1 Timothy 1:8-11 but we know that the law is good if one uses it lawfully. Knowing this: that the law was not made for a righteous person, but for the lawless and insubordinate, for the ungodly and the sinners, for the unholy and profane, for the murderers of fathers and murder of mothers, for fornicators, sodomites, for kidnappers, for liars, for perjurers, and if there is any other thing that is contrary to sound doctrine according to the glorious gospel of the blessed God which was committed to my trust.

The law was made for man to recognize exactly how much we need God and His grace.
We can’t earn our way to salvation through good works. People would like to think that life is a series of checks and balances; a scale of sorts. For every bad thing a person does they can counteract it with something good. But it doesn’t work that way. Even if it did, we’d still end up in hell. Because we still mess up and it is impossible to be perfect. Even when we do good things, we do them for selfish motives. Whether it’s the desire to look good in front of others or just to feel good about ourselves, it still turns into self. I don’t think that humans as people are inherently good. I don’t think we’re necessarily evil, but we live for self. For survival. Our natural instinct is to please ourselves, to satisfy.

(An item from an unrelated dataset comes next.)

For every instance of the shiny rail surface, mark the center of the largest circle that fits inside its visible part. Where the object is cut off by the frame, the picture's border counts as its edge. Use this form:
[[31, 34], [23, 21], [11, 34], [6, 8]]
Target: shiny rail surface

We can’t work for our faith and I think that makes it all the more hard. Because we’d be admitting our unworthiness. We’d stare up at the cross, the most selfless act ever committed here on earth and we are stripped. Laid bare are all of our imperfections, selfish hearts, our pride, of any sort of illusion of worthiness and the idea that we’re good people. Jesus then cloaks our insolence, and our selfish flesh. His blood cleanses us from our flesh, sin and unworthiness. He makes us worthy, and it is only through his grace.